Chapter 4:  The Reigning Queen

Jack's hangover went away fairly quickly, but he was still suffering for the night before.  Stark hadn't spoken more than a handful of words to him since their argument and Jack wasn't about to be the one to apologize first.  He told himself that he didn't care what Stark thought he did after he left their room the night before.  

Upon finally meeting the Queen, Jack found it difficult to actually look at her considering the clothes she wore – or rather didn't wear.  The only thing he could say for the shiny, dark blue material that barely concealed anything at all was that at least it matched her crown and riding crop.

“You're the Tailor,” she said in a disbelieving tone.  “The one that's come to end the curse of the Red Witch?”

“That's what I've been told.”

“Are you sure?” she directed her question towards Stark.

“I know he doesn't look like much Your Highness.  He's short, slow and a bit cowardly,” he said, causing Jack to sputter, “but he does fit the profile.”
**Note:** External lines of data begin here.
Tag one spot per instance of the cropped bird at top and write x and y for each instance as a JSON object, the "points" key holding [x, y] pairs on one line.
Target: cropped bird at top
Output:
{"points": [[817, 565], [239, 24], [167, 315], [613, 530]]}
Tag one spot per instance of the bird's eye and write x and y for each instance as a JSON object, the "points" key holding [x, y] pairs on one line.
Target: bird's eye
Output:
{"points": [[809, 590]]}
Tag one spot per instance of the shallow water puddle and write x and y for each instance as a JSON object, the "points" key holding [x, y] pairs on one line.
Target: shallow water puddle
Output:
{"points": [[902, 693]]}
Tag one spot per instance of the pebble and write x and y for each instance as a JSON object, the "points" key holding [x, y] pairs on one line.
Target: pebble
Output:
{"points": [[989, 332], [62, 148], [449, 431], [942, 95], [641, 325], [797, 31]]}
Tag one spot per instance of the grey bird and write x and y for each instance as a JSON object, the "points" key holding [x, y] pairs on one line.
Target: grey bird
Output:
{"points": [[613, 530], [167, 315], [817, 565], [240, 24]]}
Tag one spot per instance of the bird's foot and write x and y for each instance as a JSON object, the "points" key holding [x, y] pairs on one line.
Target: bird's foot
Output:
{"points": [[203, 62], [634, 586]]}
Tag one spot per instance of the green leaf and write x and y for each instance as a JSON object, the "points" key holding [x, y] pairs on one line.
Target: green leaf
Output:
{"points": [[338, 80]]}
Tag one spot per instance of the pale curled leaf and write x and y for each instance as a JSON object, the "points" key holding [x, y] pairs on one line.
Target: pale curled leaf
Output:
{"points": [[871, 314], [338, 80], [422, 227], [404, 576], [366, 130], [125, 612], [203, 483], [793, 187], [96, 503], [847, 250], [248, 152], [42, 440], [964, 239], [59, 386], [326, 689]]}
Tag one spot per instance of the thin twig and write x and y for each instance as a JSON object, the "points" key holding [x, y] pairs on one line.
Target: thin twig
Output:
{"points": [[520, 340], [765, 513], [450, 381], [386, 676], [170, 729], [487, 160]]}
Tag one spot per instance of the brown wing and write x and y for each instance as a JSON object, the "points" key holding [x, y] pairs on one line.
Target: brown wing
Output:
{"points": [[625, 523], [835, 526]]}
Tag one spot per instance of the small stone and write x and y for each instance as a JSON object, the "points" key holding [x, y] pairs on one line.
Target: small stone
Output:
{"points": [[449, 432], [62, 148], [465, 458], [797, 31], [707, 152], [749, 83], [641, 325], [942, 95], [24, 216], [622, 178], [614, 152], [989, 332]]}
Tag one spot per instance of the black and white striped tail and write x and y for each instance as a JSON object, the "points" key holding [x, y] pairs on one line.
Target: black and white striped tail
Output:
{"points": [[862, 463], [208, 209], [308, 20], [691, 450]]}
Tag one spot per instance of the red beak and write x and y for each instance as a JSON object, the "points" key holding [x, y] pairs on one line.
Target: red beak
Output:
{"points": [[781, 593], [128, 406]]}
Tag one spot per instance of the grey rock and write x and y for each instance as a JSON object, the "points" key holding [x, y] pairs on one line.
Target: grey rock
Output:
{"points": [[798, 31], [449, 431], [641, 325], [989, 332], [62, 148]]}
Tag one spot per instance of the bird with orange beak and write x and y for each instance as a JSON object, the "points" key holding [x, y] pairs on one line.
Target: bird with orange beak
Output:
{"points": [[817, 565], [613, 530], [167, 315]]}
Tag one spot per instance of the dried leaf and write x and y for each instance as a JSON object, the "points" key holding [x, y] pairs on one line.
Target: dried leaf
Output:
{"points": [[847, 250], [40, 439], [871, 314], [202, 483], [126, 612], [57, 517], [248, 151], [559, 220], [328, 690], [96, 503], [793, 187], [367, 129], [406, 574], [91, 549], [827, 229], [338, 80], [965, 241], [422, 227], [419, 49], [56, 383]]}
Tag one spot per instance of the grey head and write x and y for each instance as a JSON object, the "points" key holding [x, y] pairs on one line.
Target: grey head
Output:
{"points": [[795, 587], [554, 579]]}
“I saved you from those trolls!” Jack argued back.  “I'm not cowardly.”

“You were the reason I was there in the first place,” Stark argued back, “and you only came back because of the collar around your neck.  You ran away at first.”

“I was luring the trolls out,” Jack lied.  “You know, I should have left you there you arrogant, controlling jackass!”

The Queen clapped her hands together.  “Boys!”

Jack and Stark closed their mouths.

She cleared her throat.  “As amusing as the two of you are, let's stay on topic.”

“Huh?” Jack asked before remembering about the whole Red Witch's curse.  “Oh yeah.”

“The curse,” she reiterated with a condescending nod at Jack.  She turned her attention to Stark.  “You plan on escorting this Tailor to the Fortress?”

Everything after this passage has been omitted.